Well PJMommy & mitchsmom - I have to say I can totally understand where you are coming from with the "I hate my job" stuff. I hate that everyday we drive to work and I get sick knowing the next 8 hours are going to be a waste and are so not worth spending away from my son. But the bottom line is I have to work & I have to work full time. When I got pregnant I was finishing my last pre req to apply to medical school. I had my son and realized there is no way I want that for a career because I will never see him. Husband disappears and then I really had to figure out what kind of career would allow me to have flexibility. After two years of searching I found nursing and the more I looked into it and shadow nurses I realize it was what I was looking for. Bottom line is it is a necessity, that I work full time for my family. Although, the social worker offered suggestions that he needs me, the next sentence is we have to find a way to help him thru this time because we know you cannot be with him more hours in a day now. So, please don't think I am ignoring my son or what he needs. I know he will be grown in a blink of an eye. Right now, I am unhappy with my work & he is unhappy with his long daycare schedule. I honestly believe that being a happy mom in the long run is the best for my son. In the mean time, I can only work with what options I got...a job I hate with a set schedule (that offers consistency in schedule but no mommy time) or I go with a schedule that will change every semester (that may lacks consistency but offers more mommy time)...

Specializes in L&D.
Well PJMommy & mitchsmom - I have to say I can totally understand where you are coming from with the "I hate my job" stuff. I hate that everyday we drive to work and I get sick knowing the next 8 hours are going to be a waste and are so not worth spending away from my son. But the bottom line is I have to work & I have to work full time. When I got pregnant I was finishing my last pre req to apply to medical school. I had my son and realized there is no way I want that for a career because I will never see him. Husband disappears and then I really had to figure out what kind of career would allow me to have flexibility. After two years of searching I found nursing and the more I looked into it and shadow nurses I realize it was what I was looking for. Bottom line is it is a necessity, that I work full time for my family. Although, the social worker offered suggestions that he needs me, the next sentence is we have to find a way to help him thru this time because we know you cannot be with him more hours in a day now. So, please don't think I am ignoring my son or what he needs. I know he will be grown in a blink of an eye. Right now, I am unhappy with my work & he is unhappy with his long daycare schedule. I honestly believe that being a happy mom in the long run is the best for my son. In the mean time, I can only work with what options I got...a job I hate with a set schedule (that offers consistency in schedule but no mommy time) or I go with a schedule that will change every semester (that may lacks consistency but offers more mommy time)...
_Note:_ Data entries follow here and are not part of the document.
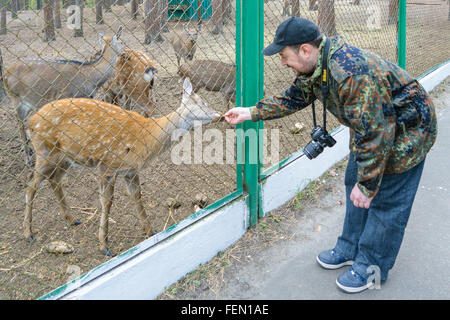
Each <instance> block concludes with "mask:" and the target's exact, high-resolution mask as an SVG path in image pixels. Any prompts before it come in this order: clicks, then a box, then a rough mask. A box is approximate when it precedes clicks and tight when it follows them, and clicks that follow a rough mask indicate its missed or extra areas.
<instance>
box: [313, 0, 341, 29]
mask: <svg viewBox="0 0 450 320" xmlns="http://www.w3.org/2000/svg"><path fill="white" fill-rule="evenodd" d="M317 20H318V27H319V29H320V30H321V31H322V32H323V33H325V35H326V36H333V35H336V33H337V32H336V13H335V10H334V0H322V1H320V2H319V13H318V17H317Z"/></svg>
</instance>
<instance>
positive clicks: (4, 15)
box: [0, 0, 7, 34]
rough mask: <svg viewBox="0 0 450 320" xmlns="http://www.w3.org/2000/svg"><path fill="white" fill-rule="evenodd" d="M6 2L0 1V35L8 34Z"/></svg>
mask: <svg viewBox="0 0 450 320" xmlns="http://www.w3.org/2000/svg"><path fill="white" fill-rule="evenodd" d="M6 1H7V0H0V7H1V8H0V34H6V32H7V31H6Z"/></svg>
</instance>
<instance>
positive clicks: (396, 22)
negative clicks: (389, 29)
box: [388, 0, 399, 24]
mask: <svg viewBox="0 0 450 320" xmlns="http://www.w3.org/2000/svg"><path fill="white" fill-rule="evenodd" d="M398 6H399V1H398V0H389V13H388V23H389V24H395V23H397V20H398Z"/></svg>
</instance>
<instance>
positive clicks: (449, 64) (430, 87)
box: [419, 60, 450, 92]
mask: <svg viewBox="0 0 450 320" xmlns="http://www.w3.org/2000/svg"><path fill="white" fill-rule="evenodd" d="M448 76H450V60H449V61H447V62H446V63H444V64H443V65H441V66H440V67H439V68H437V69H436V70H433V71H431V72H430V73H428V74H426V75H425V76H423V77H421V78H420V79H419V82H420V84H421V85H422V86H423V87H424V88H425V90H427V92H430V91H431V90H433V89H434V88H436V86H438V85H439V84H440V83H441V82H442V81H444V80H445V79H446V78H447V77H448Z"/></svg>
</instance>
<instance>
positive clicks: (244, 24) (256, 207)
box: [236, 0, 264, 226]
mask: <svg viewBox="0 0 450 320" xmlns="http://www.w3.org/2000/svg"><path fill="white" fill-rule="evenodd" d="M263 19H264V1H263V0H236V96H237V99H236V106H242V107H250V106H253V105H255V104H256V103H257V102H258V101H259V100H260V99H261V98H262V93H263V71H264V68H263V57H262V54H261V51H262V49H263V44H264V42H263V39H264V38H263V32H262V30H263ZM239 128H242V129H243V131H244V135H243V137H241V138H239V136H240V135H237V136H238V138H239V139H237V148H240V147H241V144H240V143H242V142H243V144H244V155H243V157H244V159H243V160H244V164H243V177H242V179H243V188H244V190H245V191H246V192H247V193H248V195H249V203H248V205H249V210H250V221H249V225H250V226H253V225H255V224H256V223H257V222H258V215H259V212H260V210H261V206H260V201H261V199H260V189H259V184H258V178H259V174H260V171H261V164H260V163H259V152H260V148H259V145H260V143H259V142H260V138H259V128H260V124H259V123H253V122H251V121H246V122H244V123H243V124H242V126H239V127H238V129H239ZM240 140H241V141H240ZM242 140H243V141H242ZM241 168H242V167H241ZM239 170H240V167H239V165H238V173H237V177H238V178H239ZM238 186H239V184H238Z"/></svg>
AND your schedule may not change drastically from semester to semester. Mine doesn't at least. I am in school/clinicals 4 days a week. I honestly think the right thing to do is go to school and stop working. (If you need to work full time, how will you handle this only going to school thing?) I think the one's that said quality is much more important than quantity.
Specializes in CVICU.
AND your schedule may not change drastically from semester to semester. Mine doesn't at least. I am in school/clinicals 4 days a week. I honestly think the right thing to do is go to school and stop working. (If you need to work full time, how will you handle this only going to school thing?) I think the one's that said quality is much more important than quantity.

Savings & I can qualify for a private loan without a co-signer if I apply before I quit my job. The loan and savings will be enough to cover my expenses for the 16 months I am in school. I shouldn't have to work during school.